Moreover, I’m not necessarily convinced that I would do a better job at an elected office than anyone I might end up running against. I don’t think I have all of the answers. I’m just a guy trying to muddle my way through the situations life throws at me. I know my own tendency to be a pleaser. Although I can be a stubborn man — just ask my wife — I tend to grow silent or compromise too quickly in social situations. Sometimes I pay too high a price for ‘peace’ and congeniality. Elected office is no place for a person like that.

As Americans, each of us should do our civic duty to implement and defend eternal principles of liberty and justice. To do that, it is important to know ourselves well enough to understand where we can work best in this effort. For some that will be in pursuit of elected office. But as I have noted here, elected office isn’t for everyone.


Connor said...

If they were more aware of my political thinking, they would likely want to keep me as far away from elected office as possible.

Ha! I know what you mean...

Anonymous said...

Interesting comments.
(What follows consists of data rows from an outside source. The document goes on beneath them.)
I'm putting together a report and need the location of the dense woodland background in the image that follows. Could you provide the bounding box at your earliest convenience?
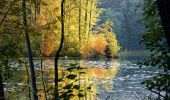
[0,0,170,100]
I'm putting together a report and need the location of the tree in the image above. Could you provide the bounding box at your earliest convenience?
[22,0,38,100]
[0,71,5,100]
[54,0,65,100]
[157,0,170,47]
[139,0,170,100]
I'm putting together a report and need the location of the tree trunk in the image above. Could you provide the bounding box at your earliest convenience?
[22,0,38,100]
[0,0,16,26]
[79,0,82,41]
[88,0,93,41]
[54,0,65,100]
[157,0,170,47]
[0,72,5,100]
[85,0,89,42]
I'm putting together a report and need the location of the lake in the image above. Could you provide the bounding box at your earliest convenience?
[5,59,156,100]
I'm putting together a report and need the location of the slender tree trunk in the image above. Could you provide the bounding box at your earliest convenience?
[25,59,31,100]
[0,0,16,26]
[54,0,65,100]
[0,72,5,100]
[79,0,82,100]
[22,0,38,100]
[79,0,82,42]
[85,0,89,40]
[88,0,93,41]
[157,0,170,48]
[40,56,48,100]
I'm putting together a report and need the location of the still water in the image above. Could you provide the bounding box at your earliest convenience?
[5,59,155,100]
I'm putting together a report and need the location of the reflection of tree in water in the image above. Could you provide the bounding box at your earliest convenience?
[5,59,119,100]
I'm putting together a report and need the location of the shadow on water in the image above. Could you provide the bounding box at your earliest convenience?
[5,55,155,100]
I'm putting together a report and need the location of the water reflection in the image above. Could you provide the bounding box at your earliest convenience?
[5,59,120,100]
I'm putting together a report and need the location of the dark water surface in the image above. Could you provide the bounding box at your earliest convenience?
[5,59,156,100]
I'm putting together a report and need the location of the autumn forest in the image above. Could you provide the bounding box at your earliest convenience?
[0,0,170,100]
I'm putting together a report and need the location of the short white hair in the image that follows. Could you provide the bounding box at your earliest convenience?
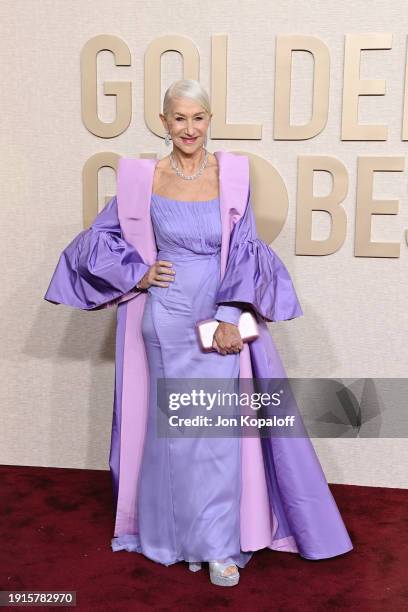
[163,79,211,116]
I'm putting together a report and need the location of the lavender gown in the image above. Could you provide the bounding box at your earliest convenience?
[44,157,353,567]
[136,194,252,567]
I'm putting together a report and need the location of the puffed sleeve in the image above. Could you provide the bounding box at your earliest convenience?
[44,196,150,310]
[215,197,303,321]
I think your ability to recognize your strengths and weaknesses and your lack of desire to run for office probably make you more qualified to run than most people.

We need more politicians that are there for the right reasons rather than for wealth, power, and prestige.

Scott Hinrichs said...

Humility is one of the traits we most need in our political leaders, but it is also a factor that our political system tends to winnow out.